Adhar Muttaqin - detikNews
Kejaksaan Trenggalek Sidik Dugaan Korupsi Dispendukcapil Foto: Adhar Muttaqin
Trenggalek - Kejaksaan Negeri (Kejari) Trenggalek mulai melakukan penyidikan terkait kasus dugaan korupsi pengadaan jaringan koneksi internet pada dinas kependudukan dan catatan sipil (Dispendukcapil) tahun 2013 senilai Rp 198 juta.

Kepala Seksi Pidana Khusus Kejadi Trenggalek, Mohammad Adri Kahamudin, Selasa (17/1/2017) mengatakan, peningkatan status penyidikan itu dilakukan, setelah pihaknya melakukan serangkaian penyelidikan.

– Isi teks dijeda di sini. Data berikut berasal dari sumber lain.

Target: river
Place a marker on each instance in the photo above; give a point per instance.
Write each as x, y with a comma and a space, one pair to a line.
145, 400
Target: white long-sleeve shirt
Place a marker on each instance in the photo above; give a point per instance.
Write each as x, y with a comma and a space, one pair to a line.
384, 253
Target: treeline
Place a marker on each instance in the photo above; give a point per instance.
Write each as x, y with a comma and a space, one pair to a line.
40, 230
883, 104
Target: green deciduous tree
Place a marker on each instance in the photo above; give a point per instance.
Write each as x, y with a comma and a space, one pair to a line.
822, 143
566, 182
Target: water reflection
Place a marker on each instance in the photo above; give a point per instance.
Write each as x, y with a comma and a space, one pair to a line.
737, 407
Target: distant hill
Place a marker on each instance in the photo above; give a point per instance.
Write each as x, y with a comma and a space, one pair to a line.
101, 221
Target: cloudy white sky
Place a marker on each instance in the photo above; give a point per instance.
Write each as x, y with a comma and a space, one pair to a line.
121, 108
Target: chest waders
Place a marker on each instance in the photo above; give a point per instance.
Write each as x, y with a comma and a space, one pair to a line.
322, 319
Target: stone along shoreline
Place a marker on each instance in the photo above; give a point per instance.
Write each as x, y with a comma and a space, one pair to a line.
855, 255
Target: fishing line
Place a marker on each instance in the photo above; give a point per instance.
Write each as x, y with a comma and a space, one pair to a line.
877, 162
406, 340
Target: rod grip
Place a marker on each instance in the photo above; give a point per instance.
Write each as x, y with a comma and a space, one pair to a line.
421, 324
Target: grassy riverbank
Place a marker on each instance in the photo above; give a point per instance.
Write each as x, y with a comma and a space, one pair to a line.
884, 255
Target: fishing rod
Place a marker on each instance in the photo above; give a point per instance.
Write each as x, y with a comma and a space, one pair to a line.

"Proyek itu bersumber dari dana APBD (Anggaran Pendapatan dan Belanja Daerah) Trenggalek pada kegiatan pemeliharaan dan pengolahan database dispendukcapil dan dikerjakan oleh CV Agung Setya Abadi," katanya.

Menurutnya, sesuai dengan hasil penyelidikan kejaksaan, pihaknya menemukan adanya potensi kerugian negara sebesar Rp 198 juta, karena saat dilakukan pemeriksaan, perangkat jaringan tersebut tidak dapat difungsikan. Namun untuk penghitungan kerugian negara yang lebih detail dan pasti pihaknya masih akan menunggu hasil audit dari Badan Pemeriksaan Keuangan dan Pembangunan (BPKP) Jawa Timur.

"Barangnya ini ada cuma tidak digunakan sama sekali, jadi seakan-akan itu memang alakadarnya. Indikasinya memang ada barang-barang yang tidak sesuai dengan spesifikasi sehingga tidak berfungsi" ujarnya.

Adri menambahkan, meskipun telah dinaikkan statusnya dari penyelidikan menjadi penyidikan, tim jaksa belum menetapkan tersangka dalam kasus dugaan korupsi tersebut. Kejaksaan masih akan melakukan serangkaian pemeriksaan terhadap para saksi.

"Terkait siapa yang bertanggung jawab masih kami dalami, nanti setelah dilakukan pemeriksaan saksi-saksi akan diketahui. Rencana, pemanggilan saksi akan dimulai pada Kamis mendatang," imbuhnya.

Lebih lanjut, kasi pidsus ini menjelaskan, dari data tahap awal yang didapatkan adanya pemisahan kegiatan, tapi belum bisa dipastikan apakah hal tersebut dilakukan untuk menghindari proses lelang atau yang lain.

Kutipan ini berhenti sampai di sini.